2.2 En l'espèce, contrairement à ce qu'elle soutient, la locataire a eu la possibilité de s'expliquer devant les premiers juges, mais n'en a pas fait usage. La voie électronique pour la notification des actes a été utilisée par l'appelante, se disant sans domicile fixe, et par son dernier conseil. Il faut ainsi admettre, ce que l'appelante ne semble d'ailleurs pas contester, que c'est avec l'accord de celle-ci que ce mode de notification a été utilisé par le Tribunal (art. 139 al. 1 CPC). Après une première audience, en application de l'art. 253 CPC, le Tribunal a choisi la procédure écrite. Il est rappelé que le caractère écrit ou oral de la procédure sommaire est laissé à la libre appréciation du tribunal, ce qui permet de tenir compte du cas d'espèce (arrêt du Tribunal fédéral 5A_403/2014 du 19 août 2014 consid. 4.1). La locataire n'a été en "incapacité" que du 6 au 10 avril 2022, de sorte qu'elle aurait pu (et dû) consulter ses messages électroniques et déposer ses déterminations écrites dans le délai prolongé au 9 mai 2022. Enfin, c'est à juste titre que l'appelante ne critique pas la motivation de l'ordonnance du Tribunal du 11 mai 2022, contre laquelle elle ne recourt d'ailleurs pas. Le grief de violation du droit d'être entendu est donc infondé.

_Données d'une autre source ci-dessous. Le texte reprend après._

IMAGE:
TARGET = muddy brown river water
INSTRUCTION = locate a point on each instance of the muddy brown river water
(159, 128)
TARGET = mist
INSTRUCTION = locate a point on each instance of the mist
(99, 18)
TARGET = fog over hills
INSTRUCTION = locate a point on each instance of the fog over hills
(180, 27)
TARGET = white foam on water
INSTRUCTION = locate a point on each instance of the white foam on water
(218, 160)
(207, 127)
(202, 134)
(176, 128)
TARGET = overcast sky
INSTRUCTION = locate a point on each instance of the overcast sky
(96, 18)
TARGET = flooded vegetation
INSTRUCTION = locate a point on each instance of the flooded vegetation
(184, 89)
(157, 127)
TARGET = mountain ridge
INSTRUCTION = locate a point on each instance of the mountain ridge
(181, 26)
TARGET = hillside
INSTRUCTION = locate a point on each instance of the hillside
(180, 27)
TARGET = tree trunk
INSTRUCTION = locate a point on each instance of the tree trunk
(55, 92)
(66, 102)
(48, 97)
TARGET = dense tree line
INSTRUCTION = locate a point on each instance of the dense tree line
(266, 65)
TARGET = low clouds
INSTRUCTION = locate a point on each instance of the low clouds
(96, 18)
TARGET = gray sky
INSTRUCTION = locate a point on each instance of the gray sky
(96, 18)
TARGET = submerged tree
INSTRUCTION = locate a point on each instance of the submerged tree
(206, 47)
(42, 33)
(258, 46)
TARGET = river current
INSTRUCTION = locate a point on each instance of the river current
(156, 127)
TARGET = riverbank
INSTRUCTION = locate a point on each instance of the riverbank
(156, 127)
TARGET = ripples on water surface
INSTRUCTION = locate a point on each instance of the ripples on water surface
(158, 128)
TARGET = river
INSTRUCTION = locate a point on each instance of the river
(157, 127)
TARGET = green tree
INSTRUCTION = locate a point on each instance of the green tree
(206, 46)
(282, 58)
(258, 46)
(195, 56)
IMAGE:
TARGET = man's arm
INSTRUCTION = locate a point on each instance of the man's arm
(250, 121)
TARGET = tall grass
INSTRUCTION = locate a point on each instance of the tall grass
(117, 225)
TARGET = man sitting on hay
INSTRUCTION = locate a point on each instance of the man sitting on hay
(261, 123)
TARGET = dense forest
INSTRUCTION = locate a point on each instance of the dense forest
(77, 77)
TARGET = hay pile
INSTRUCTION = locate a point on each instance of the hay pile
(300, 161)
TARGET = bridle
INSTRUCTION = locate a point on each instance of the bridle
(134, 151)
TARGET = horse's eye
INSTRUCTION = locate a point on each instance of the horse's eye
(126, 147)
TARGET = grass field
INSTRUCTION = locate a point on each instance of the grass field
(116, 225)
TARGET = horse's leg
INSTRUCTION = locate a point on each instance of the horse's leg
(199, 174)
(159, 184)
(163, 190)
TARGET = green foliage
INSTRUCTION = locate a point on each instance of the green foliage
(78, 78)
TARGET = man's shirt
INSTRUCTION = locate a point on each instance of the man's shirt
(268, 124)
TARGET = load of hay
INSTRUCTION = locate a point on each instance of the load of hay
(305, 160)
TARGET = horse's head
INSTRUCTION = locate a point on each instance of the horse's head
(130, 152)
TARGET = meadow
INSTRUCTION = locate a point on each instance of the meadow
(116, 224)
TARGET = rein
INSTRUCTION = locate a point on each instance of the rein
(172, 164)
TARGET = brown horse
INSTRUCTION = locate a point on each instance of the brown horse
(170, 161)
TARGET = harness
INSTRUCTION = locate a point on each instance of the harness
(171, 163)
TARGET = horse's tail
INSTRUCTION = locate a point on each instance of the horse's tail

3. En second lieu, l'appelante, sur la base d'allégations nouvelles, conteste devoir les montants qui lui sont réclamés par l'intimée.

3.1 Les faits et moyens de preuve nouveaux ne sont recevables qu'aux conditions de l'art. 317 al. 1 CPC. Les nova improprement dits (ou faux ou pseudo-nova) ne sont recevables qu'à deux conditions : (1) la partie qui s'en prévaut ne pouvait les invoquer avant, malgré sa diligence et (2) elle les présente sans retard. Ainsi, ne sont pas recevables les contestations et objections que le locataire soulève pour la première fois en instance de recours. Le locataire doit invoquer ces moyens de défense en temps utile, conformément au principe de la simultanéité des moyens d'attaque et de défense (maxime éventuelle ou maxime de concentration), qui vaut aussi en procédure sommaire de protection dans les cas clairs, soumise à la maxime des débats (cf. ATF 142 III 462 consid. 4.3).

3.2 Si elle avait fait preuve de la diligence requise, en déposant ses déterminations écrites dans le délai fixé, l'appelante aurait pu invoquer devant le Tribunal les faits qui figurent dans son appel. Ses allégations nouvelles sont donc irrecevables et la Cour ne peut qu'examiner la cause sur la base du dossier de première instance. Comme le Tribunal l'a considéré à juste titre, en première instance, la locataire n'a contesté aucun allégué de sa partie adverse, de sorte qu'il y avait lieu d'accorder à la bailleresse le plein de ses conclusions, les pièces produites étant suffisantes à cet égard.

4. A teneur de l'art. 22 al. 1 LaCC, il n'est pas prélevé de frais dans les causes soumises à la juridiction des baux et loyers.

* * * * *


PAR CES MOTIFS,
La Chambre des baux et loyers :


Déclare irrecevable l'appel interjeté le 30 mai 2022 par A______ contre le jugement
JTBL/359/2022 rendu le 12 mai 2022 par le Tribunal des baux et loyers dans la cause C/5095/2022-8.

Dit que la procédure est gratuite.

Déboute les parties de toutes autres conclusions.

Siégeant :

Monsieur Ivo BUETTI, président; Madame Pauline ERARD, Madame
Fabienne GEISINGER-MARIETHOZ, juges; Madame Zoé SEILER, Monsieur
Jean-Philippe FERRERO, juges assesseurs; Madame Maïté VALENTE, greffière.

 

Le président :

Ivo BUETTI

 

La greffière :

Maïté VALENTE

 

 

 

 

 

 

Indication des voies de recours :

 

Conformément aux art. 72 ss de la loi fédérale sur le Tribunal fédéral du 17 juin 2005 (LTF; RS 173.110), le présent arrêt peut être porté dans les trente jours qui suivent sa notification avec expédition complète (art. 100 al. 1 LTF) par-devant le Tribunal fédéral par la voie du recours en matière civile.

 

Le recours doit être adressé au Tribunal fédéral, 1000 Lausanne 14.

 

Valeur litigieuse des conclusions pécuniaires au sens de la LTF supérieure ou égale à 15'000 fr.